Disaster situations increase anxiety for everyone impacted however for those with dementia a crisis can increase agitation.
Tips for helping decrease anxiety:
• Reassure the person by holding hands, or offering a shoulder and reassure them that things are going to be fine.
• Find outlets for anxious energy. Take a walk with the person or engage the person in simple tasks.
• Redirect the person’s attention if he or she becomes upset.
• Move the person to a safer or quieter place, if possible. Limit stimulation.
• Make sure the person takes medications as scheduled.
• Try to schedule regular meals and maintain a regular sleep schedule.
• Avoid elaborate or detailed explanations. Provide information using concrete terms. Follow brief explanations with reassurance.

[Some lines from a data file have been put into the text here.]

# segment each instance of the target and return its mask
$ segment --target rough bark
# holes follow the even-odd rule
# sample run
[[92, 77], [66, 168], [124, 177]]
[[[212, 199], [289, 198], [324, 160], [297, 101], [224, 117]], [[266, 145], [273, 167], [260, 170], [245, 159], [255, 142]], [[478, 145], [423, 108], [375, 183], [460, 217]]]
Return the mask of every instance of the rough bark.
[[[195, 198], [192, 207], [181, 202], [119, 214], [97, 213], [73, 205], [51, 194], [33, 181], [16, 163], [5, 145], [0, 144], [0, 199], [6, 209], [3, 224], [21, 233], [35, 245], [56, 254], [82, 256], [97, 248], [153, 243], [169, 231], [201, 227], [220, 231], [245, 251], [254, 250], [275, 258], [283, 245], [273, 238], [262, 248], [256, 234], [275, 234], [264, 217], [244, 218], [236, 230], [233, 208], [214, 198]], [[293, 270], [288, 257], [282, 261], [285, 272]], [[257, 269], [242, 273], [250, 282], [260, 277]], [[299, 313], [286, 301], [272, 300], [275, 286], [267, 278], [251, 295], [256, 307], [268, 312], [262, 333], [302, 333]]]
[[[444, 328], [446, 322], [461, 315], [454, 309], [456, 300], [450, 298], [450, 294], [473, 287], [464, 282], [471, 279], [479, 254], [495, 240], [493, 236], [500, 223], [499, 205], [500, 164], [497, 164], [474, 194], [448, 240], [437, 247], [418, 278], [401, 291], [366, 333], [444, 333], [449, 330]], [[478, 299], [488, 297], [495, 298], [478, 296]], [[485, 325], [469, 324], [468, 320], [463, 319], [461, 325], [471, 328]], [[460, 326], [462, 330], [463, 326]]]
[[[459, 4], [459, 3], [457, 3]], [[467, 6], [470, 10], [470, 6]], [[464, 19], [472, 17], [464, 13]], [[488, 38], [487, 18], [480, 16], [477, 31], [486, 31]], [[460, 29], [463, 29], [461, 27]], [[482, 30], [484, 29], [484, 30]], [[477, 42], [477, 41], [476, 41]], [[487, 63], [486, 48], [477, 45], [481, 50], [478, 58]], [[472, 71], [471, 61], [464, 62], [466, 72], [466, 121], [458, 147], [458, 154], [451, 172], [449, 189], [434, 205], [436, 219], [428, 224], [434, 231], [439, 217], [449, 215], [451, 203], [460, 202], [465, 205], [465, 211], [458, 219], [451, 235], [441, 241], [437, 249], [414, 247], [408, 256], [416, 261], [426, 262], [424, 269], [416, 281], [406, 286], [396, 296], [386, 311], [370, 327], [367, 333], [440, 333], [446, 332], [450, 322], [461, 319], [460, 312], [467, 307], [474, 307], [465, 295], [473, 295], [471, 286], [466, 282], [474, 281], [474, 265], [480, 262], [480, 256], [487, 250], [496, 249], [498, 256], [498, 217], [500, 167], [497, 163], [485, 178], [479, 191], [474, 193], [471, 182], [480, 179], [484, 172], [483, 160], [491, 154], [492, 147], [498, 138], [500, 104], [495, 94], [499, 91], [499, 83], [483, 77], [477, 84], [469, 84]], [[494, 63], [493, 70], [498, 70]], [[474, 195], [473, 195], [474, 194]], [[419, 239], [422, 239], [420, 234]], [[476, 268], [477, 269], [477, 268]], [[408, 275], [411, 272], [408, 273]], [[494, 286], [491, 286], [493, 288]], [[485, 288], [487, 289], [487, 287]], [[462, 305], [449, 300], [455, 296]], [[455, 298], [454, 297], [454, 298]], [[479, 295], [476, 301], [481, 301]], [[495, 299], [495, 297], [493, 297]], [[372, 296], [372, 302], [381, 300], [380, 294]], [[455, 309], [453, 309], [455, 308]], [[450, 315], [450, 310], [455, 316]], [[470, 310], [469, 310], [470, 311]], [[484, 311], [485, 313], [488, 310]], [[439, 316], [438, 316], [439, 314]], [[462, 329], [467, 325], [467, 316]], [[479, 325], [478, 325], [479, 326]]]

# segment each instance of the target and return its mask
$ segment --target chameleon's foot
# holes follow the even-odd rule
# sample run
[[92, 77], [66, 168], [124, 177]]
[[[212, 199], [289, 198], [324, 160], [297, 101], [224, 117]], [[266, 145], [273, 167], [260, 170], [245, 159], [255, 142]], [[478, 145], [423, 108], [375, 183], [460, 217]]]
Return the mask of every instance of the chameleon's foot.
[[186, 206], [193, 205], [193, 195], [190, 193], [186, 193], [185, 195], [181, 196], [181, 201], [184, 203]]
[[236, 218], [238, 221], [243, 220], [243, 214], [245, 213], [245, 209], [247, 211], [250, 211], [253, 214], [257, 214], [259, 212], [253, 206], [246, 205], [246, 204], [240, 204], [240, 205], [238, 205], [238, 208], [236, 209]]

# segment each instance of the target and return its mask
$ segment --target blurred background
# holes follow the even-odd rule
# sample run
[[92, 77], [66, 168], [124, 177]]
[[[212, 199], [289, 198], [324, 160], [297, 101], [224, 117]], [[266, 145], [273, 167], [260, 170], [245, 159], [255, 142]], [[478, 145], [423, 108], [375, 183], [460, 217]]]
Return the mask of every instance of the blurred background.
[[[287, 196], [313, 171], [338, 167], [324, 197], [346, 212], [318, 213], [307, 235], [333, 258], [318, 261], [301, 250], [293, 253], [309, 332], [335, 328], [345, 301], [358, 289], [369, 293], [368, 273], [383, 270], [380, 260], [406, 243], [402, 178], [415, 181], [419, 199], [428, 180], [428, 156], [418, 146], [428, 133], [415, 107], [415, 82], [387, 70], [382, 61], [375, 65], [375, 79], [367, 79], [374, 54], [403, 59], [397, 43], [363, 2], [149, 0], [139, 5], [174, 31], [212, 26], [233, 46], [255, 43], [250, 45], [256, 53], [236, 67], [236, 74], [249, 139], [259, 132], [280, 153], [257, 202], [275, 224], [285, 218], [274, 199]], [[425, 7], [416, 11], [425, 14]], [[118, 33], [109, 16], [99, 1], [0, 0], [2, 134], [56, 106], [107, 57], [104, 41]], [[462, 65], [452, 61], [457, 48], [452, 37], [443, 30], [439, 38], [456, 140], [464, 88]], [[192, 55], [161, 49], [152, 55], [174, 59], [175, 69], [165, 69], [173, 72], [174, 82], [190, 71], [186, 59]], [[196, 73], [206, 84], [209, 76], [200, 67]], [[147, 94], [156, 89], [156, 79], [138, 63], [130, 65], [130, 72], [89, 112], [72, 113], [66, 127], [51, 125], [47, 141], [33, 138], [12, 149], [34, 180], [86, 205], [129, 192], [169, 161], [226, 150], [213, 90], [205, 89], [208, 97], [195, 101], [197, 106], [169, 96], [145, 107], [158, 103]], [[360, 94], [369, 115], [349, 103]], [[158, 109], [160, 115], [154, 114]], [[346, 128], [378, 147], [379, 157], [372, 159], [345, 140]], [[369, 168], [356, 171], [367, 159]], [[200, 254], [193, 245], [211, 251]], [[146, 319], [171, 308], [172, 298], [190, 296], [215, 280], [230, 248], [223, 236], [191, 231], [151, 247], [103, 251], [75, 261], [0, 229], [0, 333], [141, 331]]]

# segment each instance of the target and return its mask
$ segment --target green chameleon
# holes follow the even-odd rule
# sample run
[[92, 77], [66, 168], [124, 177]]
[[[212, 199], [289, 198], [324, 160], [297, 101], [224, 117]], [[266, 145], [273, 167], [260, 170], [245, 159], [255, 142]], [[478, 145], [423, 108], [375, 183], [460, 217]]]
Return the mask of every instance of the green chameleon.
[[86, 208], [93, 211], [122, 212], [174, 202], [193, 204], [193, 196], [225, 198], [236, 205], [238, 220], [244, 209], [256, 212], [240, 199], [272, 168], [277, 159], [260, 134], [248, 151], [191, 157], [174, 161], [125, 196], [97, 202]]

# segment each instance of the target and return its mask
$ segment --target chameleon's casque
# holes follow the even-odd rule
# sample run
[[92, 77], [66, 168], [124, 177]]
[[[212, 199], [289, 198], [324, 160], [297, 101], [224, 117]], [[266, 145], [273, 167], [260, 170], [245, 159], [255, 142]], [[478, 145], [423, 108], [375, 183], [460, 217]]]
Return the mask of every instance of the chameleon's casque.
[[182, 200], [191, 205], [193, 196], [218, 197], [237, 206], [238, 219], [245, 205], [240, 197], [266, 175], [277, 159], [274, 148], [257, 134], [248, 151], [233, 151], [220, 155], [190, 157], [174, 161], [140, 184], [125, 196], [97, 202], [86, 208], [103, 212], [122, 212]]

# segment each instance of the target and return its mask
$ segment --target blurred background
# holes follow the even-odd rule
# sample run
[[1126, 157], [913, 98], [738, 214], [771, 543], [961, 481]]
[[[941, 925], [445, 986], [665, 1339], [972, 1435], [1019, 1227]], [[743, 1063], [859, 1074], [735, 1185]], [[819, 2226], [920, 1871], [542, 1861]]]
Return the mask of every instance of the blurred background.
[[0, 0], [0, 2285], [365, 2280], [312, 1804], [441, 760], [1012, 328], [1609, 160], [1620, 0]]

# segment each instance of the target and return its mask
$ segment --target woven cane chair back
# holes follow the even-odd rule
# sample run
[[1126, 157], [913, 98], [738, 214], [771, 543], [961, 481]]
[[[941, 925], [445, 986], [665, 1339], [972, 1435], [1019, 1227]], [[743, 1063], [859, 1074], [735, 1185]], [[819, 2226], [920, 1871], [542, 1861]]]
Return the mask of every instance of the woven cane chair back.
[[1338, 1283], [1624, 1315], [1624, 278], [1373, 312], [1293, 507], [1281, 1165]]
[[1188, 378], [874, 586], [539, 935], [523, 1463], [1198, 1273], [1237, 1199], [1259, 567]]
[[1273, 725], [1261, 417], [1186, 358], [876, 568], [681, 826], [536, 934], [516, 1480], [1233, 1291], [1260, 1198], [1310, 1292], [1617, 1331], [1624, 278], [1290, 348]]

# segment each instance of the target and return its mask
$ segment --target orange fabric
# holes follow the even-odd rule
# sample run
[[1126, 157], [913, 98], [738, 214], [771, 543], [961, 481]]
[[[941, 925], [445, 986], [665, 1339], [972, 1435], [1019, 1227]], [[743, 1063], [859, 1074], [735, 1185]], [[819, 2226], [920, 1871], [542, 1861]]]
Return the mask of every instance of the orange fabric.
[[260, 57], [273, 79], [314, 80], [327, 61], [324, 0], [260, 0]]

• Be prepared to provide additional assistance with all activities of daily living.
• Pay attention to cues that the person may be overwhelmed (e.g. fidgeting, pacing).
• Remind the person that he or she is in the right place.
During an episode of agitation:
• Approach the person from the front at eye level and use his or her name.
• Use calm, positive statements and a patient, low-pitched voice. Reassure.
• Respond to the emotions being expressed rather than the content of the words. For example, say, “You’re frightened and want to go home. It’s ok. I’m right here with you.”
• Don’t argue with the person or try to correct. Instead, affirm his or her experience, reassure and try to divert attention. For example, “The noise in this shelter is frightening. Let’s see if we can find a quieter spot. Let’s look at your photo book together.”